Hot end targets will be for 5A delivery for extrusion heads allowing for as little as 2.4 ohms and a maximum power of 60W. This is likely overkill and will be rolled back as competing interests (such as cost, board real estate etc. come into play)
Heated bed targets will be for
15A 20A at 12V delivery for a maximum power of 180W 240W. This power level might be overkill but there is a desire for a larger print area with the Watson printer. Separate power input for the heated bed may be considered.
It may be possible to create a simple modular communication interface that would allow for a plugin "option" for users to select which computer interface they preferred whether it be USB, RS232, or Bluetooth. This would likely increase overall system cost slightly (an additional daughter board would be required along with connectors to implement each of the 3 options.
This will likely be the primary interface. FTDI offers a nice usb to serial bridge which is used by other designs FT232R. We are considering the MCP2200 as a lower cost but fully functional alternative. The FT231XS-R might also be another lower cost option
given the ubiquity of USB and ease of creating virtual comm ports there isn't much value in offering RS232
Bluetooth might be fun to offer but isn't critical for most users. Serial integrated bluetooth modules are not cheap either. This would likely be something for expansion unless the community really demanded the features
Scrap. I don't think enough people use this to be worth having in the hardware.
Adding SD is the lowest cost and easiest approach, the increased board cost is minimal and the cost of a connector is only a few $.
microSD can be handled with use of an adapter. There might not be any reason to consider a dedicated microSD slot unless board space were an issue.
USB Mass Storage (Flash drive or Hard Drive)
A character display would likely be included as an addon. It would be valuable to have some feedback during a print, especially if external storage is used and standalone operation is desired. This may be implemented as an addon module to the base electronics as a plugin type character display is pretty easy to obtain and implement.
A 4 direction mini joystick might be an option. Also considering PCB with capacitive touch points. This would be cool but not necessarily "better"
Buzzer, Beeper, Speaker
Some type of audible notification would be nice. One consideration is alarms if something goes drastically wrong that the printer can detect. Also in conjunction with a user interface some feedback is nice (especially when using not haptic inputs like capacitive touch sensors)

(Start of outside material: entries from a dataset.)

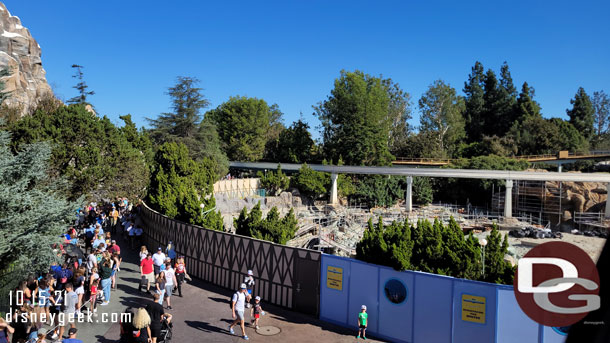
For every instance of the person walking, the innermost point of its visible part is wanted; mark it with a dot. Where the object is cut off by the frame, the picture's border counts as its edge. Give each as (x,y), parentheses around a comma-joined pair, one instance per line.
(238,303)
(114,216)
(158,259)
(171,251)
(249,281)
(72,337)
(157,315)
(170,282)
(70,303)
(106,283)
(180,274)
(256,311)
(160,286)
(363,319)
(141,323)
(147,272)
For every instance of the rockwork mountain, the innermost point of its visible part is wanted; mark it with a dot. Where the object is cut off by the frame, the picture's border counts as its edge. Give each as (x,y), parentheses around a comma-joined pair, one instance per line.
(20,53)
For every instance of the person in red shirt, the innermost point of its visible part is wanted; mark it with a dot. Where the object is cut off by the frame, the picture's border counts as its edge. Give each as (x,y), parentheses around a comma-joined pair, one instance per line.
(147,272)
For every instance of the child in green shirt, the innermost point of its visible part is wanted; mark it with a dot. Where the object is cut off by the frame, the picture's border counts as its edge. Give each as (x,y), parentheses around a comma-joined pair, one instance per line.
(363,319)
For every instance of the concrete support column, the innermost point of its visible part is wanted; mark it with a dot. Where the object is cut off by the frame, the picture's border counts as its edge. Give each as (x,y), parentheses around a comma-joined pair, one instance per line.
(409,195)
(508,200)
(333,189)
(607,201)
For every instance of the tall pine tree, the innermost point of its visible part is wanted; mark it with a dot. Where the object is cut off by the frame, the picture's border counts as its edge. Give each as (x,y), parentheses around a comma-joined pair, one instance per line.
(474,103)
(81,87)
(526,107)
(601,105)
(582,114)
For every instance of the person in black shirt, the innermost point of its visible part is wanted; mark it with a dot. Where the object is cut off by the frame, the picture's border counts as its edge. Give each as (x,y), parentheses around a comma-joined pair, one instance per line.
(157,314)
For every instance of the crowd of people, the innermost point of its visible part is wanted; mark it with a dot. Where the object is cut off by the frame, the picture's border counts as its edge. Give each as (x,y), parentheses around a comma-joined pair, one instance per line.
(46,304)
(87,275)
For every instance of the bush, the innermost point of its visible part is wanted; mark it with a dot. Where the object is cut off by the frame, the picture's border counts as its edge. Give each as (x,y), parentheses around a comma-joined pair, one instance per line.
(422,190)
(273,228)
(101,160)
(274,182)
(310,182)
(435,248)
(180,185)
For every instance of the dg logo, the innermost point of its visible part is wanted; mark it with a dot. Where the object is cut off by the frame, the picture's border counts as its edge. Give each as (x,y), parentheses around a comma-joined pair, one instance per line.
(557,284)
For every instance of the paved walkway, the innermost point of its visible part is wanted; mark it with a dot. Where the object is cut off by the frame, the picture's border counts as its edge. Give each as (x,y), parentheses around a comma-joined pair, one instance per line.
(203,314)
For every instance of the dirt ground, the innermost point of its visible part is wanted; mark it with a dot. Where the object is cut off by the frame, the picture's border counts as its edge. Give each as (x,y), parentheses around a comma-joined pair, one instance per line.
(520,246)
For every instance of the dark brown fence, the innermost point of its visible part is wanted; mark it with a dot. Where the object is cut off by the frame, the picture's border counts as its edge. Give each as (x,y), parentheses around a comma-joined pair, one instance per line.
(285,276)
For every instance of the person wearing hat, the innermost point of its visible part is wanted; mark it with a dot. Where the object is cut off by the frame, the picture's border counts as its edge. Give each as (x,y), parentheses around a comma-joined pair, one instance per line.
(238,307)
(72,337)
(256,311)
(363,319)
(249,281)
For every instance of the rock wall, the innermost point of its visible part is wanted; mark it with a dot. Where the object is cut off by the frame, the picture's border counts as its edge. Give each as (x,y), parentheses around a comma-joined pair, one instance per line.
(20,52)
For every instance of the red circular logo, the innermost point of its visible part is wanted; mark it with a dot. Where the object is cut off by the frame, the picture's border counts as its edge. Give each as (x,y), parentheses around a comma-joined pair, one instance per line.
(557,284)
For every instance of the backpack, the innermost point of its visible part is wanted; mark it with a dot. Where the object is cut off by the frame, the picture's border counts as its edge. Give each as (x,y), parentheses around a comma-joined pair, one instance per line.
(231,300)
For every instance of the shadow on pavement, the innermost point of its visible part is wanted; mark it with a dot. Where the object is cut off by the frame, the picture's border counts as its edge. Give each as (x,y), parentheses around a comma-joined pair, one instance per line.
(205,327)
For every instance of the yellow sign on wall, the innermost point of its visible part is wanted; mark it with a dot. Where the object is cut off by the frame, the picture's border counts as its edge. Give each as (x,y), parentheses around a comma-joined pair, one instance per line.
(473,308)
(334,278)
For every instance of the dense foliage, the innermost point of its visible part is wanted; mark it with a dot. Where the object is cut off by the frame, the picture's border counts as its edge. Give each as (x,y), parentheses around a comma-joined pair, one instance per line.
(184,124)
(33,210)
(274,182)
(180,186)
(273,228)
(358,117)
(294,145)
(244,127)
(435,248)
(100,160)
(310,182)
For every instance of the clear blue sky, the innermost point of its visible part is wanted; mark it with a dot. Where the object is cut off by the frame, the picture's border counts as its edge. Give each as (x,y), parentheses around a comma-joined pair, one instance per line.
(289,52)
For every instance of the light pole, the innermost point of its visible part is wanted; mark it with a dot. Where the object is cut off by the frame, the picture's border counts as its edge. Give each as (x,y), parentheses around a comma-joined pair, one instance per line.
(483,243)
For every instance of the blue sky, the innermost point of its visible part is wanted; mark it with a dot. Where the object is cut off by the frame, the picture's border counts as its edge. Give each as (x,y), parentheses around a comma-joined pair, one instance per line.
(289,52)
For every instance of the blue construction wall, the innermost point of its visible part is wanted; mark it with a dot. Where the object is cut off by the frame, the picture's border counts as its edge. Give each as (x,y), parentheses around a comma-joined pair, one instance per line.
(432,310)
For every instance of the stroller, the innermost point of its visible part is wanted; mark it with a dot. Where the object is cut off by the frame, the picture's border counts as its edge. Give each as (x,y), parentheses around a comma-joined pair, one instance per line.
(166,332)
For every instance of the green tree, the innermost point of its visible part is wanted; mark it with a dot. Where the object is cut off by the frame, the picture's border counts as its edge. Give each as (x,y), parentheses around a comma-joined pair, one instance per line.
(441,117)
(496,268)
(356,120)
(274,182)
(474,103)
(294,145)
(81,87)
(526,107)
(390,245)
(180,186)
(310,182)
(273,228)
(243,126)
(582,114)
(422,190)
(33,210)
(100,160)
(399,114)
(601,106)
(536,135)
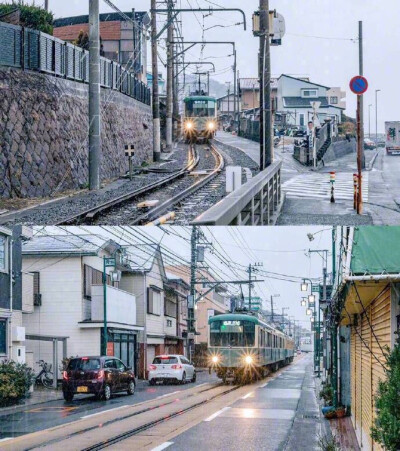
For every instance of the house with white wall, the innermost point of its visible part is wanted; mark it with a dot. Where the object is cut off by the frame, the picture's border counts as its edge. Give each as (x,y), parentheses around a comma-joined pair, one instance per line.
(12,332)
(295,97)
(65,275)
(157,312)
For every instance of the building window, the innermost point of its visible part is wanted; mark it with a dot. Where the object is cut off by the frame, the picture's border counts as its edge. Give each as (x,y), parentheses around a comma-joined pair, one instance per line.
(91,277)
(310,92)
(3,253)
(153,301)
(3,336)
(170,308)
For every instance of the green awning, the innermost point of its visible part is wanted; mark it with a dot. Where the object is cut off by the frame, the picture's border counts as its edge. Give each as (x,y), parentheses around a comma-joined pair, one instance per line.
(376,250)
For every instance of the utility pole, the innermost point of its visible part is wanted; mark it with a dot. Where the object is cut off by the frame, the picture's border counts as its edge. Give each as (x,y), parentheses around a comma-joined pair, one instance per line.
(175,94)
(249,271)
(156,99)
(170,75)
(94,96)
(235,93)
(272,309)
(361,64)
(266,154)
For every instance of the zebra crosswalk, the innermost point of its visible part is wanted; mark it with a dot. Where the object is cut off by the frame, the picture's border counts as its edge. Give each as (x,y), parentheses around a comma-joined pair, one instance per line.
(317,186)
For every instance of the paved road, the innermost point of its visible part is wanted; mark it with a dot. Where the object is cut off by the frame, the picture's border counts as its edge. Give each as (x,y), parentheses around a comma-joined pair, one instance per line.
(53,413)
(308,193)
(384,193)
(282,414)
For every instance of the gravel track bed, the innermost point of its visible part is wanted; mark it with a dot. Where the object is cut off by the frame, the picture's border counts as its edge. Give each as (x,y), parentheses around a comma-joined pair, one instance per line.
(128,212)
(64,208)
(212,193)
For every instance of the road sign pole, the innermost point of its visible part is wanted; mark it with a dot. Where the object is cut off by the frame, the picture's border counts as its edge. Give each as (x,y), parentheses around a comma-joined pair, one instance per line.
(359,157)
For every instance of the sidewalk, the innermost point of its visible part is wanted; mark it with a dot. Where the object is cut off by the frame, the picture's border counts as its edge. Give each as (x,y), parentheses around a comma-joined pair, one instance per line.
(307,192)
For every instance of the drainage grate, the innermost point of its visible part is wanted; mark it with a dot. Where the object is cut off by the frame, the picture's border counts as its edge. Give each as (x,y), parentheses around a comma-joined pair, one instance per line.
(311,417)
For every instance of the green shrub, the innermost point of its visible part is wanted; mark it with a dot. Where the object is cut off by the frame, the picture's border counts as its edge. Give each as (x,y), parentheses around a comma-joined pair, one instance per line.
(31,16)
(15,380)
(386,429)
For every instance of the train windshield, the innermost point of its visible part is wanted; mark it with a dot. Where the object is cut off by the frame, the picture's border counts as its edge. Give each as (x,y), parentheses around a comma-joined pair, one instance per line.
(232,333)
(200,108)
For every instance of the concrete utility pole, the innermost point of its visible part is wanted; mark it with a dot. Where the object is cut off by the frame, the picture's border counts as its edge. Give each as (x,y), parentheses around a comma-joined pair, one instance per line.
(156,99)
(361,64)
(94,96)
(266,149)
(170,75)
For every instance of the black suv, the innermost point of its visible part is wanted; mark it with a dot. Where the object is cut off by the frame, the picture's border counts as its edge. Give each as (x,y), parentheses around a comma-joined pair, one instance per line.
(101,376)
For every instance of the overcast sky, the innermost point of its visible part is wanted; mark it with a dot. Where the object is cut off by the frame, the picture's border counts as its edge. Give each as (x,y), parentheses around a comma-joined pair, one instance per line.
(330,62)
(281,250)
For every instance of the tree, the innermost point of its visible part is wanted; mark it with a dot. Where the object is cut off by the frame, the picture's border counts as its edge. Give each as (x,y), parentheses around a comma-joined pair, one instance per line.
(386,429)
(31,16)
(83,40)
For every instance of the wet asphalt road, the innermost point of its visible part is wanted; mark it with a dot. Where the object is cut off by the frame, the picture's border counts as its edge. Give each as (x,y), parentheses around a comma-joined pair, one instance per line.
(54,413)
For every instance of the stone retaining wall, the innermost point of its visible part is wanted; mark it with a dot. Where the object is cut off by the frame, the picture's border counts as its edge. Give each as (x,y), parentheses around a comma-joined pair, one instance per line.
(44,134)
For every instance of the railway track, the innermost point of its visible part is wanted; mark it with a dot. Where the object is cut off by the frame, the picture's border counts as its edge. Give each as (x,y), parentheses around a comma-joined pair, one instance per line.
(88,216)
(210,166)
(130,433)
(109,428)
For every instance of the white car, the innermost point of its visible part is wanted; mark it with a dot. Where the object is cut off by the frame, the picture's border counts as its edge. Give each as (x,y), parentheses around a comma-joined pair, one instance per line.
(171,367)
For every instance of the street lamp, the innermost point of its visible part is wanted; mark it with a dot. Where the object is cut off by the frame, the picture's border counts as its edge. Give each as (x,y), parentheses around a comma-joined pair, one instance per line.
(369,120)
(376,117)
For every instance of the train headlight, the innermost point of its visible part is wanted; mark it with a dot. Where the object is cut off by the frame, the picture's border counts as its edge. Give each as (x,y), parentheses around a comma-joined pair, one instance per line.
(248,359)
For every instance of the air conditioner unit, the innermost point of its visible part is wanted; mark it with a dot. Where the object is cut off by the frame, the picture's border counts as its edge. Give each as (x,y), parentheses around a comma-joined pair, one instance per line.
(37,299)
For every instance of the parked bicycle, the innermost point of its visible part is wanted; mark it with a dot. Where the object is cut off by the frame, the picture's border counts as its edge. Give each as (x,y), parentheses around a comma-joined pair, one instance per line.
(45,377)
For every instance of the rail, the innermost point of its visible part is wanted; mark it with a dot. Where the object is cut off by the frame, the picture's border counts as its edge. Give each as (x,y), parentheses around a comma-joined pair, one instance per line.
(256,203)
(28,49)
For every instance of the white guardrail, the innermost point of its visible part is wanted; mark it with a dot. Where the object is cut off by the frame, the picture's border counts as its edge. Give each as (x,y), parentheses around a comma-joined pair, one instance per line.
(257,202)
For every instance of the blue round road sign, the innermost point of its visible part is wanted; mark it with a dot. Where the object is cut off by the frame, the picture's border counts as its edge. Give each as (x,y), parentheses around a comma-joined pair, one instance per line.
(359,85)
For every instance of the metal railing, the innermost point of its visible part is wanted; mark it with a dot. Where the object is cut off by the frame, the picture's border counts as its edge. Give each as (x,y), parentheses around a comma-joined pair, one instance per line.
(33,50)
(255,203)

Thermal switches, redundant temperature sensing or some type of overheat protection is advisable. Consideration of max torque and current limits will also be important to avoid physical damage to the system, or injury. In general you should only apply enough torque to move the axes with some headroom.
Loss of Filament
This isn't strictly safety, but it would be darn nice to know when you run out of filament instead of printing nothing for an extra hour.